To begin with, allow me to quote from the elegant program notes of Drew Barr, the director of The Tempest, now at Great Lakes Theater: “The Tempest explores a paradox of human consciousness: awareness of one’s self in the world can prevent one from feeling connected to the world.”
How true. That statement, among many others in the program, goes a long way to explain the magic that resides in this script. Unfortunately, to paraphrase Mr. Barr, awareness of one’s self in the play can prevent the audience from feeling connected to the play.
In other words, it seems that the design and creative team were so caught up in shaping a new concept that they give short shrift to Shakespeare’s story. It is a lovely one involving a shipwreck, brotherly betrayal, young romance, sly comedy and the essence of justice—all overlaid with mysterious sounds and unexpected doings.
Prospero, the man who can make magic, has been banished to an island, along with his daughter, by his bro Antonio (Jonathan Dyrud), who took over as Duke of Milan. Feeling hissy, Prospero conjures up a storm so that Antonio and his sea-bound entourage, including King Alonso (Dougfred Miller) and his son Ferdinand, are swept ashore. Then Prospero’s assistant Ariel, “an airy Spirit,” reports that all the people are safe.
Of course, Ferdinand (Patrick Riley) and Miranda fall in love, as was Prospero’s plan. But there is skullduggery afoot, and Prospero and Ariel use their supernatural wiles to make it all come out dandy.
You will be forgiven if you’re not aware the characters are on an island (in the mind, or otherwise), since the muscular set design by Russell Metheny is long on metal and short on palm fronds. (BTW, are we nearing the end of the scenic design infatuation with industrial scaffolding and huge metal structures? Can a sister get a painted flat up in here?)
That said, Metheney’s structure serves to make the actors on stage dance and distort in the reflections coming off the transparent plastic panels, creating an aura of shifting shapes that enhances the story. Augmented by Rick Martin’s detailed lighting design, the air on stage is alive with sparks and flashes.
D.A. Smith does his best as Prospero, using his considerable chops to give the proceedings some drive and heft. But it doesn’t help that Katie Willmorth as Miranda delivers her lines at an unvarying high volume instead of projecting them with some degree of nuance.
The play makes a screeching U-turn about an hour into the first act when another event, the Stefano & Trinculo Show, takes the stage. Looking and feeling like they dropped in from another another entertainment entirely, the butler and cook from the wrecked ship run into Caliban, Prospero’s hybrid human-fish-tortoise slave, and begin raiding the stores of wine.
At this point, the audience is hungry for some comedy relief and they laugh long and loud at the buffoonery of the three inebriates. Unfortunately, the play is turned on its head and becomes a vaudeville show with a strange and sometimes inexplicable story attached to it like a barnacle.
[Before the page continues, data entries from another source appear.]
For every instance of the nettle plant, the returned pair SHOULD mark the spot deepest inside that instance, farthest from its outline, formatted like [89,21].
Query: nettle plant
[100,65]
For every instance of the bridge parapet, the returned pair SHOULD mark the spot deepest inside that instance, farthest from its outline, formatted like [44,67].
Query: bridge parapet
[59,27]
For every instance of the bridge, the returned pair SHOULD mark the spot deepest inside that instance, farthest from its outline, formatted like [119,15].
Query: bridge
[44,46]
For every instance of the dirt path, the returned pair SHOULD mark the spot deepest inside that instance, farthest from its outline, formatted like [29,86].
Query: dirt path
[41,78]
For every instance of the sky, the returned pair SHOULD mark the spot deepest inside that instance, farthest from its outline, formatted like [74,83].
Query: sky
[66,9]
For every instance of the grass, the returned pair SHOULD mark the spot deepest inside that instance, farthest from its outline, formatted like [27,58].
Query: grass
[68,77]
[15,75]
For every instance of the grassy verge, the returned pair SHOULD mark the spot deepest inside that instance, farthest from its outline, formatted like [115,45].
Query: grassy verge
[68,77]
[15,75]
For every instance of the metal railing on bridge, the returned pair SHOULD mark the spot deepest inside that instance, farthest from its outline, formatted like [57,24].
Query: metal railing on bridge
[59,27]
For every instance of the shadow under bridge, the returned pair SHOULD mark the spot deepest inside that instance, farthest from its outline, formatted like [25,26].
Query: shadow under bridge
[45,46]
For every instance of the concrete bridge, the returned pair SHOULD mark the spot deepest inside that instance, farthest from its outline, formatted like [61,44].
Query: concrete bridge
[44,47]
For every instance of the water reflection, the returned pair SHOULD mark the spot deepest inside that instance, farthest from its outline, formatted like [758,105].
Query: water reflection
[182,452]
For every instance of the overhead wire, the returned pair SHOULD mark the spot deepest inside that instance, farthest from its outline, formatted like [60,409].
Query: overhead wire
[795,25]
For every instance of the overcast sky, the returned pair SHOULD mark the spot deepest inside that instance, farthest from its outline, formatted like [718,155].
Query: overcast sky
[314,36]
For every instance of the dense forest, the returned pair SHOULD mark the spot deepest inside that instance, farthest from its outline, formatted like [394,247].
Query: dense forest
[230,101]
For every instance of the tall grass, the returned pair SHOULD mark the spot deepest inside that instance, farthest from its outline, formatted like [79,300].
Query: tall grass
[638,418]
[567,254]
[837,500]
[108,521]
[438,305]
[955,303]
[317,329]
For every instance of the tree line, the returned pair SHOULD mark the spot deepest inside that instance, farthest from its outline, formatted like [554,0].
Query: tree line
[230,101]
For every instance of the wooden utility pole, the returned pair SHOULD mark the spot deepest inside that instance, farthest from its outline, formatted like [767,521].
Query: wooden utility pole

One has to admire Tom Ford as Stephano. For not only does he act his drunken character broadly (he vomits on the head of Trinculo), he actually is spelunking to find the absolutely lowest common denominator of oafishness. While it often grates, Ford’s effort is noted and we look forward, with some trepidation, to his reports from the depths.
As Trinculo, mugging Dustin Tucker seems like an ambitious apprentice to Tom Ford—playing a pratfalling Eve Harrington to Ford’s slapstick Margo Channing—and Tucker shows every evidence of being a splendid student.
Of course, when attempting to capture a magical sense of mysticism on a strange island, sometimes things can go awry. And so they do when three sparkly 10-foot-tall tubular silver shapes walk on during a betrothal masque to honor Ferdinand and Miranda. These ambulatory phalluses, combined with a couple of the guys in large white plastic wedding dresses, make the latter part of Act Two look like a bizarrely-themed gay marriage gone tragically wrong.
If you’re looking for interesting moments, there are these: As Caliban, J. Todd Adams paints his face like Heath Ledger as The Joker in The Dark Knight, while contorting his body in ways that seem to defy anatomical logic. And Ryan David O’Byrne skulks somewhat menacingly as Ariel, often bedecked in what looks like a shredded shower curtain for a skirt. You’d think, with all those fantastical skills at his command, he could conjure up a nice chiffon number.
Give credit to GLT for trying something new in this interpretation of The Tempest. But when the story gets camouflaged in a torrent of design flourishes and jarring tonal switchbacks, the audience has to work even harder to find Will’s real magic.
Through April 26 at Great Lakes Theater, Hanna Theatre, 2067 E. 14th St., , 216-241-6000.